C’est l’Allemagne qui a scellé le sort du glyphosate en Europe pour les 5 années à venir. Car l’Etat membre le plus peuplé de l’Union -la démographie pondère le sens du vote dans le cadre d’une adoption à la majorité qualifiée[1]- aura tourné casaque dans la dernière ligne droite et voté en faveur du renouvellement pour 5 ans de l’autorisation de mise sur le marché de l’herbicide le plus vendu au monde. Une position qui a pris tout le monde par surprise, tant l’exécutif allemand semblait hostile à cette perspective lors des tentatives précédentes. Mais les atermoiements de Berlin pour former une coalition pourraient expliquer, selon des sources européennes, ce revirement de dernière minute (voir encadré).

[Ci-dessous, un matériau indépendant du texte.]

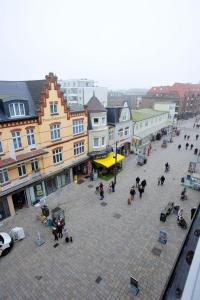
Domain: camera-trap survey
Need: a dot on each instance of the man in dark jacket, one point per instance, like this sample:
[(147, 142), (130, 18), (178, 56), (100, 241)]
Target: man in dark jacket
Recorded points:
[(162, 179)]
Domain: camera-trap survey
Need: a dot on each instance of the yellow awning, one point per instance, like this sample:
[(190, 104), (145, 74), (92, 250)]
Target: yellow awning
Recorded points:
[(109, 161)]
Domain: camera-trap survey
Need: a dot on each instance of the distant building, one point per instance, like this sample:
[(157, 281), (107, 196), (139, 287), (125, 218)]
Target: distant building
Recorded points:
[(146, 124), (189, 97), (169, 107), (80, 91)]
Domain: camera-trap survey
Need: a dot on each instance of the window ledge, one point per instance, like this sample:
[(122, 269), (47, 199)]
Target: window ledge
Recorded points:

L’Histoire retiendra toutefois que c’est un vote très serré qu’a obtenu la Commission pour cette 6e tentative, puisque les voix obtenues représentent 65,71% des Européens.

Ce revirement n’a pas du tout été du goût de la socialiste Barbara Hendricks, la ministre de l’environnement, opposée à Christian Schmidt, le ministre de l’agriculture, d’obédience CSU. «Aucune personne désireuse de construire de la confiance entre interlocuteurs ne peut se comporter comme ça», a déclaré, furieuse, Barbara Hendricks, juste après le vote.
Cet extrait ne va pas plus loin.